A venture capitalist gave examples of where he thinks Solana fails and how the team lied to investors.
VC vs. Dev
Justin Bons, a crypto venture capitalist, criticized Solana and its builders, listing many examples of lies, fraud and bad design. A while later, Anatoly Yakovenko, Solana’s founder, responded.
The founder of fund manager Cyber Capital took to Twitter on July 22 to list what he considers to be design weaknesses and many instances where the Solana founding team allegedly lied.
Fraud at Birth
Bons’ Accusation
“In early April 2020, the $SOL team stated that the total circulating supply was 8.2M when in reality, the total circulating supply was above 20M.”
Yakovenko’s Defense
“It happened two years ago and was resolved, go read about it on the Solana Medium blog, and you can come to your own conclusions if it’s relevant today.”
Network Downtime
Bons’ Accusation
“Blockchains should never have downtime.

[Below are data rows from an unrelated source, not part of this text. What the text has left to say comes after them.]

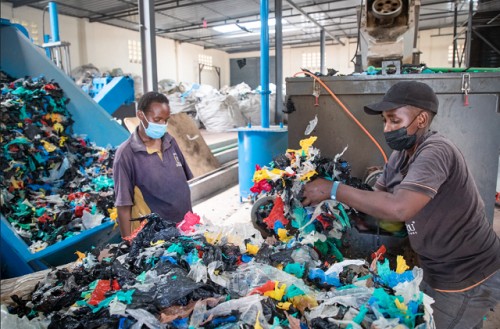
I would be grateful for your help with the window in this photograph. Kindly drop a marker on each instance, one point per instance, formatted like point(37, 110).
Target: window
point(458, 56)
point(134, 52)
point(205, 59)
point(311, 61)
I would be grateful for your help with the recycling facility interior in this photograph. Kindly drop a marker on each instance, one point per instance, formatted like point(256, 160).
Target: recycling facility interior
point(97, 64)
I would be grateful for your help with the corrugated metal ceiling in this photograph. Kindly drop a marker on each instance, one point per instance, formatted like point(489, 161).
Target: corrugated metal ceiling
point(183, 20)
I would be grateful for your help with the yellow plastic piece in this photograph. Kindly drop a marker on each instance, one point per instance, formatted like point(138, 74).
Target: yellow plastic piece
point(401, 265)
point(257, 323)
point(80, 255)
point(58, 127)
point(277, 293)
point(252, 249)
point(401, 306)
point(48, 146)
point(62, 141)
point(304, 302)
point(283, 235)
point(307, 176)
point(16, 184)
point(284, 305)
point(54, 117)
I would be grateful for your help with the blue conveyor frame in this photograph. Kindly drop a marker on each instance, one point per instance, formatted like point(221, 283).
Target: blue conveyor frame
point(19, 57)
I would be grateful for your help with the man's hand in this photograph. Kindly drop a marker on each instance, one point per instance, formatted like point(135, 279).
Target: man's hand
point(316, 191)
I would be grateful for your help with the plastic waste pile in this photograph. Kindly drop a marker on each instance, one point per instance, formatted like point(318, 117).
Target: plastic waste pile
point(200, 275)
point(284, 179)
point(53, 184)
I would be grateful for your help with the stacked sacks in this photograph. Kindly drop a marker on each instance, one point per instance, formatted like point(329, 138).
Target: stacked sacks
point(53, 184)
point(209, 276)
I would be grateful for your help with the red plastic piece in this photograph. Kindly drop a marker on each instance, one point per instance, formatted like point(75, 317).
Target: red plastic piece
point(268, 286)
point(277, 214)
point(188, 222)
point(262, 185)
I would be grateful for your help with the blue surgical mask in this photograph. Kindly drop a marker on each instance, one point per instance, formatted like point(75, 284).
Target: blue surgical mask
point(155, 130)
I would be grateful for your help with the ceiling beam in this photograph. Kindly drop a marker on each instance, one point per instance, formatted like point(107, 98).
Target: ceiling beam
point(294, 6)
point(158, 7)
point(21, 3)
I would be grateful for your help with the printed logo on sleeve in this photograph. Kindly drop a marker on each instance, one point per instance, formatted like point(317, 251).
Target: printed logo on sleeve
point(411, 228)
point(177, 162)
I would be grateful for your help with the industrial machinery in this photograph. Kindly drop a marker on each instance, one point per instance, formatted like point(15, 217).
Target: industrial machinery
point(468, 116)
point(388, 32)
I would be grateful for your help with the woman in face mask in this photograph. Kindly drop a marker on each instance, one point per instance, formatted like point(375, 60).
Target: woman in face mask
point(149, 170)
point(426, 185)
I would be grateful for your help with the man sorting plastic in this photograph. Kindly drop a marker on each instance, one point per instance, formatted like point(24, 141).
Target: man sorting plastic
point(149, 170)
point(426, 184)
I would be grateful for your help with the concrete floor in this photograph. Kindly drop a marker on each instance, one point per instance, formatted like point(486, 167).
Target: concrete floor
point(226, 209)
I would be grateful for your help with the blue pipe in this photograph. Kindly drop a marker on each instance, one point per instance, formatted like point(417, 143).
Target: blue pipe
point(54, 22)
point(264, 62)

Yet SOL has gone down at least seven times since I first spoke out!”
Yakovenko’s Defense
“Bugs suck! Sometimes they take a whole release to address. The goal of decentralization is for the network to always recover from catastrophic failure no matter the bugs.”
Exaggerating TPS
Bons’ Accusation
“Counting consensus mechanisms as transactions give no objective advantages and make SOL appear as if it has more transactions per second than it really has.”
Yakovenko’s Defense
“People that latch on to the `Solana counts votes as transactions´ just have a deep misunderstanding of how the chain works and why. The runtime is so fast and optimized that it’s possible and cheapest to simply submit votes as actual transactions.”
Cost of Validation
Bons’ Accusation
“In SOL, several consensus mechanisms are counted as transactions, which validators must carry out. This means validators must also pay the transaction fee for these mechanisms, unlike most other chains. This results in validation being far more expensive than it needs to be.”
Yakovenko’s Defense
“Fees are configured to support 10k voting validators at the moment at break even. The network has 1800+ validators. So somehow, people have figured it out. As the network gets faster, base fees can drop, translating to more validators.”
PoH Allows a 51% Attack
Bons’ Accusation
“A consequence of Proof of History (PoH) is deterministic block creation. In SOL, it is possible to predict and therefore attack the next block producers inline. SOL security is not just reduced against DDoS attacks since this attack can be combined with a 51% attack.”
Yakovenko’s Defense
“Even if an attacker could DDoS the network, they can’t gain control of it. That is just plain nonsense. The majority doesn’t control the ‘network,’ just liveness. Even if 100% of the validators were faulty, they could not convince Circle to wire out your $USDC without your signature.”
Finally, critic Bons admitted he would praise Solana if it pivoted and fixed what he considers a flawed design.